Reaktionen von Günther Jauch, Wilhelm von Boddien und anderen auf Hasso Plattners Schenkung
„20 Millionen? Das kann ja wohl nicht wahr sein, sensationell!“ Wilhelm von Boddien, Chef des Fördervereins für das Berliner Stadtschloss, erfuhr von der Spende Hasso Plattners für die Knobelsdorff-Fassade in Potsdam gestern durch den MAZ-Anruf. „Das Geschenk hätte ich auch gern für das Berliner Schloss gehabt. Aber – im Ernst – ich finde das neidlos toll. Potsdams Stadtschloss ist damit in trockenen Tüchern. Das wird auch uns beflügeln.“ Die Berliner brauchen 80 Millionen Euro für die historische Fassade ihres Schlosses.
In Potsdam war die Freude ungeteilt. Barbara Kuster, Kabarettistin und Mitbegründerin der Pro-Stadtschloss-Initiative „Mitteschön“, kündigte für den 10. Dezember ein Freudenfest am Alten Markt an, wo die Initiative seit Monaten phantasievoll mit Fundamentsteinklopfen, Auktionen, Schlossdinners und Demonstrationen für die Knobelsdorff-Fassade kämpft.
„Ein Kanonendonner zum richtigen Zeitpunkt. Das ist der Durchbruch“, kommentierte Michael Schöne, Vorsitzender des Vereins Potsdamer Stadtschloss, Plattners Offenbarung einen Tag vor der Jury-Sitzung zu den sechs Landtagsentwürfen. „Jetzt können wir nicht nur die äußere Fassade nach Knobelsdorff bauen, sondern auch den Innenhof.“ Der Verein werde weiter Spenden sammeln, ein Ehepaar habe gerade 40 000 Euro in Aussicht gestellt, sagte Schöne. Es freue ihn besonders für Günther Jauch, der mit 3,5 Millionen Euro für das Fortunaportal „den Schritt nach vorn machte, ohne dass ihm bisher jemand gefolgt wäre“.

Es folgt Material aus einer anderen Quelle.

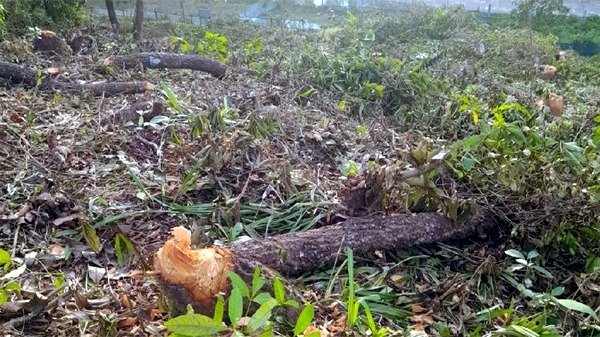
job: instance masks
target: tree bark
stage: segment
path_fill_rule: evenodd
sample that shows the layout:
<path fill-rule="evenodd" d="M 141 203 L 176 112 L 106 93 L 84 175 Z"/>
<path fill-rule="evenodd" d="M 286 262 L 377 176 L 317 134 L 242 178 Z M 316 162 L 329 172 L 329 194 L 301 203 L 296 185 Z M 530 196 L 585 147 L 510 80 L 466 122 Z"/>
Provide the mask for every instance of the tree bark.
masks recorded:
<path fill-rule="evenodd" d="M 133 23 L 133 39 L 140 41 L 142 39 L 142 25 L 144 23 L 144 1 L 135 1 L 135 18 Z"/>
<path fill-rule="evenodd" d="M 331 264 L 350 248 L 358 255 L 466 237 L 482 226 L 481 215 L 457 225 L 437 213 L 352 218 L 341 224 L 235 244 L 190 249 L 190 232 L 173 230 L 154 259 L 161 285 L 178 309 L 188 303 L 210 314 L 219 292 L 229 291 L 228 272 L 248 279 L 256 266 L 298 275 Z M 266 267 L 266 268 L 265 268 Z"/>
<path fill-rule="evenodd" d="M 104 61 L 105 66 L 135 68 L 142 65 L 150 69 L 191 69 L 204 71 L 216 78 L 225 76 L 227 68 L 221 62 L 199 55 L 170 53 L 139 53 L 111 56 Z"/>
<path fill-rule="evenodd" d="M 39 76 L 38 74 L 41 74 Z M 15 84 L 37 87 L 40 90 L 59 90 L 64 92 L 89 92 L 93 95 L 114 96 L 120 94 L 142 93 L 154 89 L 154 85 L 145 81 L 132 82 L 62 82 L 52 77 L 48 71 L 38 71 L 10 62 L 0 62 L 0 78 Z"/>
<path fill-rule="evenodd" d="M 112 26 L 112 30 L 115 34 L 119 34 L 121 30 L 121 25 L 119 24 L 119 20 L 117 19 L 117 14 L 115 13 L 115 5 L 113 0 L 105 0 L 106 2 L 106 10 L 108 11 L 108 20 L 110 20 L 110 25 Z"/>

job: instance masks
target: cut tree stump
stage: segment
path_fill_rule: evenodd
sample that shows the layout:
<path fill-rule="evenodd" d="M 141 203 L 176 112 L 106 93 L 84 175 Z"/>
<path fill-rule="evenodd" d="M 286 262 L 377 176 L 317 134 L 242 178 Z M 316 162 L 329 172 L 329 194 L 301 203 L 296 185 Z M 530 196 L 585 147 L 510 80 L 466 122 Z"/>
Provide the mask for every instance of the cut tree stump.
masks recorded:
<path fill-rule="evenodd" d="M 161 286 L 181 310 L 192 304 L 211 314 L 216 295 L 229 291 L 228 272 L 248 279 L 255 266 L 293 276 L 332 263 L 347 248 L 361 255 L 376 250 L 464 238 L 476 233 L 482 216 L 457 225 L 437 213 L 397 214 L 351 218 L 343 223 L 250 240 L 230 248 L 190 248 L 190 231 L 173 229 L 173 238 L 157 252 L 154 268 Z"/>
<path fill-rule="evenodd" d="M 216 78 L 222 78 L 227 71 L 223 63 L 214 59 L 199 55 L 172 53 L 139 53 L 111 56 L 104 61 L 104 65 L 128 69 L 139 65 L 150 69 L 191 69 L 204 71 Z"/>
<path fill-rule="evenodd" d="M 38 74 L 41 74 L 39 77 Z M 0 61 L 0 79 L 11 83 L 38 87 L 41 90 L 60 90 L 64 92 L 89 92 L 93 95 L 114 96 L 136 94 L 154 90 L 154 85 L 145 81 L 132 82 L 62 82 L 52 77 L 48 71 L 38 71 L 26 66 Z"/>

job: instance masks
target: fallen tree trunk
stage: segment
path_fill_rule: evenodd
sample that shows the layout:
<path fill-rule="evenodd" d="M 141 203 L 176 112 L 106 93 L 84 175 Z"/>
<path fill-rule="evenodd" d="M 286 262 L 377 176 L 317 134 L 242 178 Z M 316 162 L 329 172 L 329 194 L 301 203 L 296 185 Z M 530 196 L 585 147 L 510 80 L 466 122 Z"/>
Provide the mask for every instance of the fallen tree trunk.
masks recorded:
<path fill-rule="evenodd" d="M 47 71 L 40 71 L 10 62 L 0 61 L 0 79 L 11 83 L 37 87 L 41 90 L 60 90 L 64 92 L 89 92 L 93 95 L 114 96 L 136 94 L 154 90 L 154 85 L 145 81 L 132 82 L 61 82 Z"/>
<path fill-rule="evenodd" d="M 199 55 L 182 55 L 172 53 L 139 53 L 131 55 L 111 56 L 104 61 L 105 66 L 119 68 L 135 68 L 142 65 L 150 69 L 191 69 L 204 71 L 216 78 L 225 76 L 227 68 L 217 60 Z"/>
<path fill-rule="evenodd" d="M 333 262 L 346 248 L 356 254 L 395 250 L 465 237 L 481 223 L 457 225 L 437 213 L 352 218 L 341 224 L 235 244 L 190 249 L 190 232 L 177 227 L 158 251 L 155 270 L 177 308 L 188 303 L 210 314 L 215 296 L 229 290 L 228 272 L 248 277 L 254 266 L 298 275 Z"/>

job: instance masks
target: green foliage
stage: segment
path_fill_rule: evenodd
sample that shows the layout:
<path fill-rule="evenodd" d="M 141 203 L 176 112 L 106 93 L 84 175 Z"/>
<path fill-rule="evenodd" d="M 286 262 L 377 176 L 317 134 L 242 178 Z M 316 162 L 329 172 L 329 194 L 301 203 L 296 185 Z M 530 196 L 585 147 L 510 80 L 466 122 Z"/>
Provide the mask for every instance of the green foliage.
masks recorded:
<path fill-rule="evenodd" d="M 278 309 L 286 306 L 299 308 L 298 302 L 286 298 L 284 285 L 279 279 L 273 282 L 273 296 L 268 292 L 261 292 L 266 281 L 260 275 L 258 267 L 254 269 L 251 287 L 234 272 L 229 272 L 229 279 L 232 285 L 227 299 L 229 325 L 223 322 L 224 301 L 219 297 L 212 318 L 195 314 L 188 308 L 187 314 L 166 321 L 165 327 L 172 336 L 214 336 L 222 332 L 233 336 L 271 336 L 273 325 L 277 321 L 272 318 L 278 315 Z M 253 304 L 258 305 L 258 308 L 251 314 Z M 243 317 L 248 319 L 242 324 Z M 313 317 L 314 308 L 310 303 L 305 304 L 294 325 L 294 336 L 301 335 Z"/>
<path fill-rule="evenodd" d="M 219 61 L 225 61 L 229 57 L 229 39 L 223 35 L 213 33 L 210 31 L 204 32 L 204 38 L 194 45 L 182 37 L 171 36 L 171 43 L 179 48 L 179 51 L 183 54 L 195 53 L 198 55 L 205 55 L 214 57 Z M 249 53 L 254 52 L 259 48 L 260 41 L 255 41 L 248 50 Z M 254 49 L 252 49 L 254 48 Z"/>
<path fill-rule="evenodd" d="M 0 249 L 0 266 L 4 268 L 4 271 L 7 271 L 10 268 L 11 258 L 10 253 L 5 251 L 4 249 Z"/>
<path fill-rule="evenodd" d="M 4 5 L 0 4 L 0 32 L 4 29 L 4 23 L 6 21 L 6 10 L 4 9 Z"/>
<path fill-rule="evenodd" d="M 122 233 L 115 236 L 115 254 L 117 254 L 117 263 L 124 265 L 131 262 L 133 258 L 133 243 Z"/>
<path fill-rule="evenodd" d="M 572 121 L 549 122 L 544 110 L 529 111 L 514 102 L 490 109 L 472 97 L 458 99 L 463 112 L 476 111 L 480 119 L 478 131 L 455 144 L 451 166 L 458 177 L 495 190 L 506 200 L 519 200 L 502 212 L 517 223 L 529 223 L 529 235 L 545 228 L 537 234 L 542 239 L 538 244 L 564 247 L 584 260 L 598 254 L 592 243 L 599 237 L 598 228 L 590 223 L 592 205 L 600 200 L 594 178 L 600 171 L 596 129 L 575 133 Z M 551 215 L 530 217 L 536 209 Z M 564 225 L 547 228 L 542 225 L 547 222 Z M 565 227 L 573 223 L 577 225 Z"/>
<path fill-rule="evenodd" d="M 244 62 L 246 64 L 252 63 L 258 54 L 263 50 L 263 39 L 260 36 L 253 38 L 250 41 L 244 43 Z"/>
<path fill-rule="evenodd" d="M 28 27 L 64 30 L 80 26 L 84 20 L 85 0 L 3 0 L 0 26 L 18 36 Z M 0 27 L 1 29 L 1 27 Z"/>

Günther Jauch selbst verglich die Schenkung mit „zehn Jahren Weihnachten und Ostern an einem Tag“. Doch angesichts der zugespitzten Spardebatte vor Plattners Befreiungsschlag frage er sich auch: „Wie hätte der Landtag ausgesehen, wenn Hasso Plattner nicht so großzügig gewesen wäre?“ Die Potsdamer mache der Software-Milliardär glücklich – Politikern erspare er „das Eingeständnis, dass sie den Landtagsbeschluss zugunsten von Knobelsdorff wahrscheinlich nie verwirklicht hätten“, sagte Jauch. „Jetzt bin ich froh, dass das Fortunaportal nicht den Eingang zu einem groben Klotz á la Potsdam Center bilden muss.“
„20 Millionen sind derart viel, dass es auch für den Hofbereich reicht“, konstatierte Wieland Niekisch, CDU-Fraktionsvize im Landtag und Potsdamer Kreisparteichef. Enthalten sein könne auch „das weltberühmte knobelsdorffsche Treppenhaus am Corps des Logis“. Er hoffe, dass die Sache nicht durch den Finanzminister und den Landtagspräsidenten „zerredet“ werde. Für die CDU erfülle sich „nach zwölf Jahren Kampf“ ein Traum. Das Landtagsschloss nach Knobelsdorff komme „in äußerer Gestalt 1:1“.
Potsdams Oberbürgermeister Jann Jakobs (SPD) wurde von der Nachricht völlig überrumpelt. Er gab um 13 Uhr noch ahnungslos eine Pressekonferenz zu anderen Bauvorhaben, als Plattner seine Schenkung verkündete. „Ich denke, dass ich im Namen vieler Potsdamer spreche, wenn ich Hasso Plattner für die großartige Unterstützung der historischen Mitte danke“, sagte Jakobs. SPD-Stadtfraktionschef Mike Schubert ergänzte: „Ein Glückstag für Potsdam!“
Versöhnlich gab sich Knobelsdorff-Skeptiker Hans-Jürgen Scharfenberg, Fraktionschef der Linken in der Potsdamer Stadtverordnetenver sammlung und Landtagsabgeordneter. „Die Fassade war ein Kostenrisiko. Dass sie jetzt aus privaten Mitteln bezahlt wird, verändert die Situation. Natürlich muss aber ein funktion aler Landtag mit der historischen Fassade in Übereinstimmung gebracht werden.“ Mit dem Ergebnis „schmücken“ wolle sich die Linke nicht, sagte Scharfenberg, zumal er sich mit dem Geld „viel Sinnbringendes vorstellen“ könne.